Re: Uniting the libertarian and green movements

William Miller (
Sun, 27 Apr 1997 06:18:14 -0400 (EDT)

On Sat, 26 Apr 1997 14:51:57 +1000 Patrick Wilken
<> wrote:
> >The Libertarian and Green and movements are beginning to coalesce
> >(thanks to an old economic philosophy that seems new bringing the two
> >into greater discussion
> I think there is a lot of room for greater use of libertarian thought in
> Green philosophy. Simple economic arguments are uncomfortable to many
> Greens. It clear that here in Australia there is a massive subsidy to the
> forest industry by the government. The government not only builds roads in
> the forest for the logging industry, but does all the clean up and planting
> of new trees after logging has finished. This tax subsidy allows woodchips
> very cheaply at $70 a tonne which is particular ironic as surveys
> repeatedly show that around 80% of Australians don't want forests logged in
> the first place.
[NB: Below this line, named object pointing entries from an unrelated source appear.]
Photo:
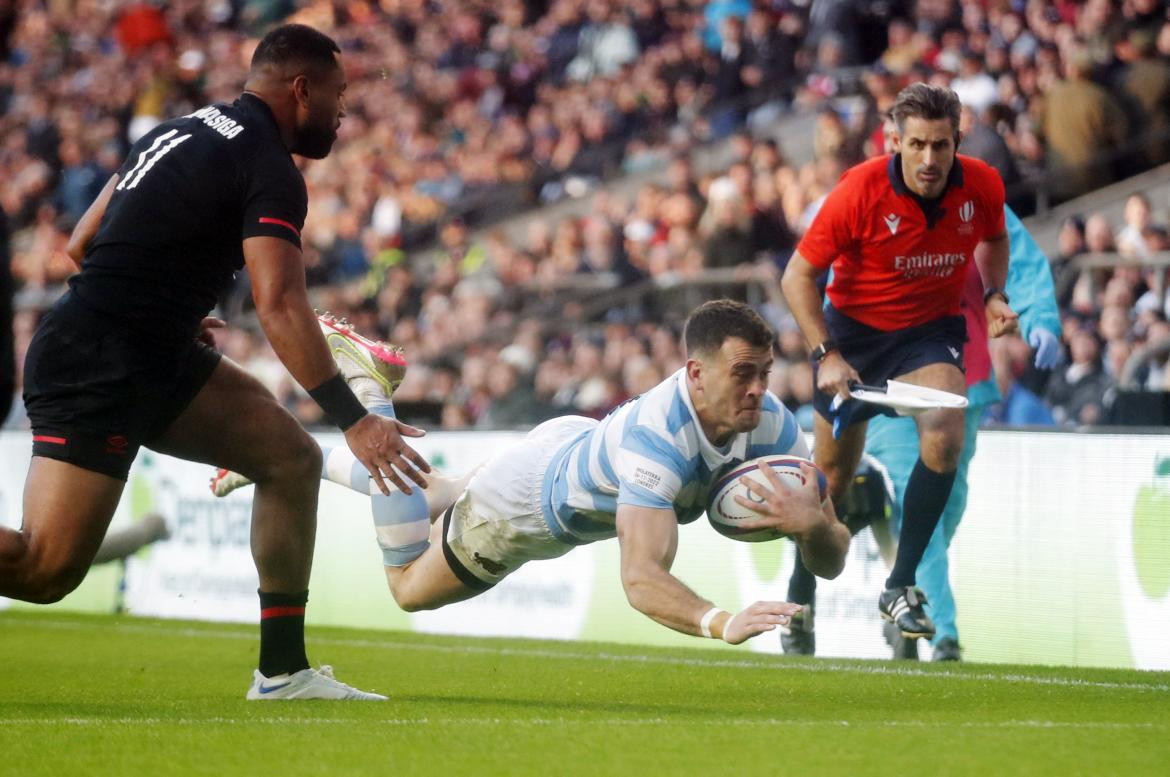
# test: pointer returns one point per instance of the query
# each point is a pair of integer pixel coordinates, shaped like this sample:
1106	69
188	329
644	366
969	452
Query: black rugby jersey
187	194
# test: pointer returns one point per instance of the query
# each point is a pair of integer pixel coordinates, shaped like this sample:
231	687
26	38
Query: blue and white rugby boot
305	683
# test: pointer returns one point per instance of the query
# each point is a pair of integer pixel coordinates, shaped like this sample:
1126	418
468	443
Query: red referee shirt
893	267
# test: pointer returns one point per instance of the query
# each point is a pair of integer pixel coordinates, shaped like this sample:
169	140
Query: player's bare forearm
282	306
648	538
87	226
799	286
825	545
991	258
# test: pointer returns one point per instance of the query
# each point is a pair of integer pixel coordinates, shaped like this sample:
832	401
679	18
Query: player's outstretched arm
89	222
649	540
282	306
800	514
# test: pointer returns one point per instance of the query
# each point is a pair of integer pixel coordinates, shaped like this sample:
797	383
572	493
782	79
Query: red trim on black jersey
281	222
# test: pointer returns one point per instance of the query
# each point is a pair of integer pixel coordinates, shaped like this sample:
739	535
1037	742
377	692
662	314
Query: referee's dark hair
713	322
923	101
296	45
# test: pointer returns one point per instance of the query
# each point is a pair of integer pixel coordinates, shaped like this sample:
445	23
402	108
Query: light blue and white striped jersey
652	452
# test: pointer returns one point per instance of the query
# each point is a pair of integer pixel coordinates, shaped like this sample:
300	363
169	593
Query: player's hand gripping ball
728	516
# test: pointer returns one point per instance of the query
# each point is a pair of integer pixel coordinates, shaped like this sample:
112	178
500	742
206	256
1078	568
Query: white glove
1047	348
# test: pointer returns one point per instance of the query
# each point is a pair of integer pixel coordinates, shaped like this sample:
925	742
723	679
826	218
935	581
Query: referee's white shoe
305	683
372	369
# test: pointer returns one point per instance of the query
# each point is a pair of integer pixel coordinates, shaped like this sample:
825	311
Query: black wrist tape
338	401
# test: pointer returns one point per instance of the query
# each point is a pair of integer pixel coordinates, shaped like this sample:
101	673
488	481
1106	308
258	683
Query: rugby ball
725	514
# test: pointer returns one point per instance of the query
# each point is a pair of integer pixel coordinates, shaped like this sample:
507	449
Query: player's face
733	382
317	123
928	152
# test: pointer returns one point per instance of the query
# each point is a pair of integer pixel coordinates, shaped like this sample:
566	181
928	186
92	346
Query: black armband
338	401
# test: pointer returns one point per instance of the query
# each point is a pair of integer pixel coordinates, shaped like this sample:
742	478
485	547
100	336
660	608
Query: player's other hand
756	619
377	441
1002	320
834	375
206	325
791	509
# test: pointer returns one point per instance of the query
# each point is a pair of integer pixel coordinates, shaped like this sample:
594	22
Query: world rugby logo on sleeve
965	213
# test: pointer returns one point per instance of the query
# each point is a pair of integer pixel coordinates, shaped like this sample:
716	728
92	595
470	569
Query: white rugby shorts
497	523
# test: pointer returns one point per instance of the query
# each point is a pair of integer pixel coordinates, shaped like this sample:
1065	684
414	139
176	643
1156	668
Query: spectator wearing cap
1079	393
975	88
1144	81
982	142
1131	238
1069	245
727	226
1081	123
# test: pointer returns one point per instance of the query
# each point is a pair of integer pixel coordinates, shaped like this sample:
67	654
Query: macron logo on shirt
280	222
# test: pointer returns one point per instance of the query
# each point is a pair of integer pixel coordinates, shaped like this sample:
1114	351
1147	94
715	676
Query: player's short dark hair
296	45
923	101
714	322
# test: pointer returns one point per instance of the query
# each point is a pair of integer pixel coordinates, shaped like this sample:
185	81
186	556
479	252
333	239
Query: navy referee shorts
879	356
However trying to get Green groups to push a rational
> economic line is particularly difficult. There is a strong almost religious
> fervor against all economic arguments. Money to many in the movement is
> seen as a tool of the devil.
> I would very much appreciate getting a better understanding of how
> libertarian thought can be meshed with the idea of public property.
> Wilderness areas to the Greens are common property to all and must be
> managed as such by a government body and this I think (from my shallow
> reading of libertarian philosophy) would be a major sticking point between
> better integration of the two groups.

Well, it seems to be done by resurrecting the last of the classical
economists Henry George. Toward the end of the 1800's, he wrote a book
called _Progress and Poverty_ ( available online at
<> ) which sold 3 million copies
and sparked off the progressive movement. It provides subtle arguments
against Marx and not-so-subtle arguments against Malthus. The strict
georgist libertarianism of the kind that Henry George advocated can be
seen espoused at the Dan's Geolibertarian Home Page
<> which has a page called "Greens and
Libertarians: The yin and yang of our political future"
which I highly recommend. The progressive libertarian caucus within
the Democratic Party of the US known as the Democratic Freedom Caucus
<> was founded by the same fellow that
started the Maryland Chapter of the Green Party.

But perhaps I'm putting the cart before the horse. Let's get back to
basics for a moment shall we. First thing that you must understand
when talking to Greens are the green values. "The Original Ten Key
Values of the Green Committees of Correspondence" with the questions
used to clarify them can be found at <>
and Harry Reid's response to them can be found on page
<> in the section
labeled "Libertarian and Green Values." We are infinitely compatible
movements with similar roots and understanding this will help us both
get that much closer to reaching our goals.